Os tardígrados sobrevivem a doses brutais de radiação. Usam um truque surpreendente

ZAP // Dall-E-2

Os tardígrados conseguem sobreviver a uma dose de radiação 100 vezes superior à que seria letal para qualquer outra criatura. Qual o seu segredo? Em vez de ter um escudo protetor, simplesmente conseguem aumentar dramaticamente a sua capacidade de reparação dos danos no ADN.

Os famosos tardígrados, ou ursos-de-água, são provavelmente o único animal indestrutível da Terra.

Estas pequenas criaturas microscópicas podem aguentar quase tudo o que os humanos se lembram de lhes fazer, e vão à sua vida, perfeitamente intactas, nas suas oito patas atarracadas.

As estratégias por detrás das proezas de sobrevivência destes extremófilos são múltiplas, desde uma proteína supressora de danos que protege literalmente o seu ADN, a um estado de desidratação e animação suspensa em que podem entrar quando as condições externas se tornam insustentáveis.

Agora, os cientistas descobriram mais um surpreendente super-poder dos tardígrados: são capazes de aumentar dramaticamente a sua capacidade de reparação de danos do seu material genético.

Num novo estudo, uma equipa de investigadores da Universidade da Carolina do Norte, liderada pela bióloga Courtney Clark Hachtel, observou a reação dos tardígrados à exposição a doses letais de raios gama.

Os resultados do estudo foram apresentados num artigo publicado a semana passada na revista Current Biology.

O que vimos surpreendeu-nos“, diz o biólogo Bob Goldstein, investigador da Universidade da Carolina do Norte e co-autor do estudo. “Os tardígrados estão a fazer algo que não esperávamos.”

Há décadas que se sabe da fascinante resistência dos tardígrados à radiação ionizante.

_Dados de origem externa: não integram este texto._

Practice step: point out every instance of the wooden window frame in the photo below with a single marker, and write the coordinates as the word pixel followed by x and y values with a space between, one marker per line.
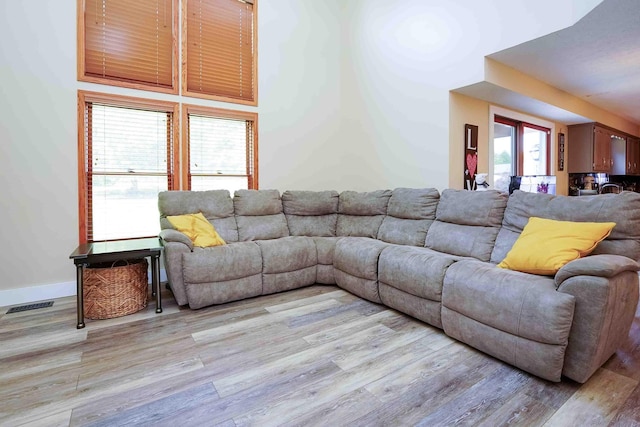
pixel 519 146
pixel 184 51
pixel 81 48
pixel 84 97
pixel 252 151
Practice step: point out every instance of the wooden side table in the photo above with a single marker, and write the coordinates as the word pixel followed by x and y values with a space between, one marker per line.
pixel 97 252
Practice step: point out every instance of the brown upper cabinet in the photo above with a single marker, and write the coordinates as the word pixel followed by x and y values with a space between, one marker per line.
pixel 633 156
pixel 597 148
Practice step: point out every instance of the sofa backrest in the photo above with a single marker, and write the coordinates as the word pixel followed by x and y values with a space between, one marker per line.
pixel 259 215
pixel 467 223
pixel 311 213
pixel 410 213
pixel 215 205
pixel 360 214
pixel 623 209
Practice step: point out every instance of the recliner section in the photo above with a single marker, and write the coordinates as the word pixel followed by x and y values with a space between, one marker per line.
pixel 429 255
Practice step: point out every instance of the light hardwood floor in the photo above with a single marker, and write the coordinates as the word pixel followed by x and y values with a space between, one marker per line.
pixel 313 356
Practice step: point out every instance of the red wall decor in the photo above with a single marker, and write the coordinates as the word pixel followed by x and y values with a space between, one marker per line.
pixel 470 156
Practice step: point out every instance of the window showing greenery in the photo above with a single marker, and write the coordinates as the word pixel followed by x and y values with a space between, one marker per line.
pixel 519 148
pixel 127 159
pixel 221 149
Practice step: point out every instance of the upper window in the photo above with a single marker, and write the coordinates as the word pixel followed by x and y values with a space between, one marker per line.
pixel 126 156
pixel 519 148
pixel 220 50
pixel 129 43
pixel 221 149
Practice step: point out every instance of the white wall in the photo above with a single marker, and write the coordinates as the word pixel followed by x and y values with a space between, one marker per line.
pixel 401 58
pixel 353 94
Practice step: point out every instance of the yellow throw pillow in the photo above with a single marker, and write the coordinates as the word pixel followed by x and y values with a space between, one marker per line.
pixel 545 245
pixel 198 229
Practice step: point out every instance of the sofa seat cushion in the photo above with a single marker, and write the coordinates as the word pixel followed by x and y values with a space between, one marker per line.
pixel 417 271
pixel 361 214
pixel 467 223
pixel 287 254
pixel 410 213
pixel 326 247
pixel 516 317
pixel 356 266
pixel 259 215
pixel 221 274
pixel 287 263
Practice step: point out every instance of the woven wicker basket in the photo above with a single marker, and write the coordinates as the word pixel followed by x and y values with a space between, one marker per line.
pixel 115 290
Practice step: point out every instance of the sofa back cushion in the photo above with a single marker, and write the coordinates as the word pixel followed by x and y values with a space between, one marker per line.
pixel 467 223
pixel 215 205
pixel 410 213
pixel 361 213
pixel 259 215
pixel 623 209
pixel 311 213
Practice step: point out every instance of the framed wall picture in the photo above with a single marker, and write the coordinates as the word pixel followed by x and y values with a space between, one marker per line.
pixel 560 151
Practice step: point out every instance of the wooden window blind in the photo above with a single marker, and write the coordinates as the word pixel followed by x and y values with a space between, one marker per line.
pixel 129 43
pixel 221 149
pixel 219 50
pixel 126 156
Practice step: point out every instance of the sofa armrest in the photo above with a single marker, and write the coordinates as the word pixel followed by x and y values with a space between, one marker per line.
pixel 605 288
pixel 170 235
pixel 596 265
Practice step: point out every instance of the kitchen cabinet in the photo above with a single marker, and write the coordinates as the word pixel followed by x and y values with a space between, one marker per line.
pixel 624 151
pixel 589 149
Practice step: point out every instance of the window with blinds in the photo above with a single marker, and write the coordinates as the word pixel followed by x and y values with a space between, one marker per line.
pixel 221 149
pixel 127 157
pixel 129 43
pixel 220 50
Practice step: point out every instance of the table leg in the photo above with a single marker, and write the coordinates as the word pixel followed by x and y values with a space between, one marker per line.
pixel 155 281
pixel 80 295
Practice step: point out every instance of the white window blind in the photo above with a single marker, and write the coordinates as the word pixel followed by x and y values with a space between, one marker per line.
pixel 221 154
pixel 128 161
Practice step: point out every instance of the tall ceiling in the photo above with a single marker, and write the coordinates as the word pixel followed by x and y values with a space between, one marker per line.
pixel 597 59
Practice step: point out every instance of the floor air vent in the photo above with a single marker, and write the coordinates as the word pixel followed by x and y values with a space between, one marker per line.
pixel 30 307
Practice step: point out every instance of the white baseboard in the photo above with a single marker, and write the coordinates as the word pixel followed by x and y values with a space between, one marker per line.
pixel 33 294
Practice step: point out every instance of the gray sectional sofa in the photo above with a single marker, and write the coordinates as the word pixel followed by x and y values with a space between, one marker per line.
pixel 428 254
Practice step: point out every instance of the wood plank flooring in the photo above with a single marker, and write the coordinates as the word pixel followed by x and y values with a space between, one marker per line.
pixel 317 356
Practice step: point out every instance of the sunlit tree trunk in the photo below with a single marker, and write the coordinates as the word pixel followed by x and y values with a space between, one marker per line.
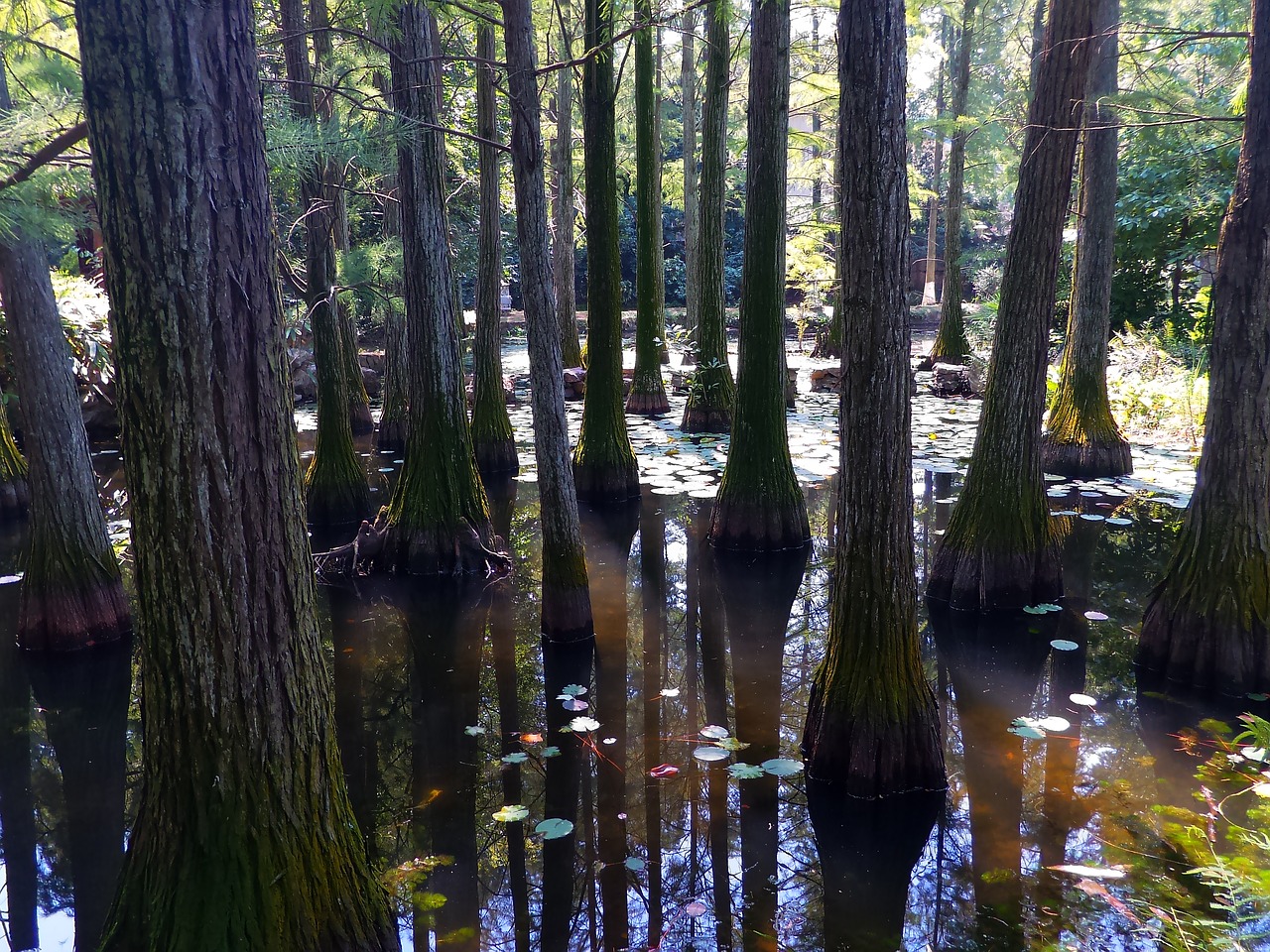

Conseguem sobreviver a uma dose 100 vezes maior do que a que seria letal para os humanos — e continuam a sua vida minúscula como se nada fosse.

Os cientistas acreditam que a Dsup, uma proteína de supressão de danos, desempenha um papel importante nos mecanismos de defesa e sobrevivência de alguns tardígrados.

No entanto, nem todas as espécies de tardígrados têm Dsup ou um homólogo desta proteína, o que sugere que há outros meios de sobrevivência em jogo.

Para identificar o fator em falta, conta o Science Alert, os autores do estudo investigaram o efeito da radiação gama numa espécie de tardígrado chamada Hypsibius exemplaris. Para tal, colocaram os tardígrados num irradiador que expôs as criaturas a raios gama emitidos pelo decaimento do césio-137.

O césio-137 sofre decaimento radioativo para bário-137, emitindo partículas beta e raios gama. Os raios gama emitidos são de alta energia e possuem alto poder de penetração, sendo nocivos para os seres vivos, pois podem afetar a estrutura das células.

Uma vez que a quantidade de radiação aplicada é conhecida, foi possível expor os tardígrados a doses específicas: uma dose mais baixa, dentro de níveis toleráveis, e uma dose letal muito mais elevada.

Para surpresa dos investigadores, embora o H. exemplaris tenha Dsup, a exposição à radiação não desencadeou os mecanismos de proteção do ADN dos tardígrados — que sofreu grandes danos.

Em vez disso, os tardígrados aumentaram a produção de genes de reparação do ADN, de tal forma que  se tornaram dos mais abundantes nos seus corpos microscópicos. 24 horas após a exposição à radiação, os tardígrados tinham reparado a maior parte do ADN danificado pela radiação ionizante.

Os investigadores expressaram então alguns dos genes de reparação dos tardígrados numa cultura de Escherichia coli e expuseram amostras da bactéria à radiação ionizante.

As bactérias que tinham sido inoculadas com genes de tardígrados mostraram uma capacidade de reparação de ADN semelhante à observada na H. exemplaris, mas não observada na E. coli não tratada.

Isto sugere, segundo os investigadores, que o H. exemplaris é capaz de sentir a radiação ionizante e montar uma resposta que lhe permite sobreviver a doses que obliterariam outros animais.

“Estes animais estão a reagir de forma incrível à radiação, o que parece ser o segredo das suas capacidades extremas de sobrevivência”, afirma Clark-Hachtel num comunicado da UNC publicado no EurekAlert.

“O que estamos a aprender sobre a forma como os tardígrados superam o stress da radiação pode levar a novas ideias sobre a forma como podemos tentar proteger outros animais e microorganismos da radiação prejudicial”, acrescenta a investigadora.

Bem, que mais se poderia esperar de uma espécie que será provavelmente a única na Terra a ver o Sol morrer?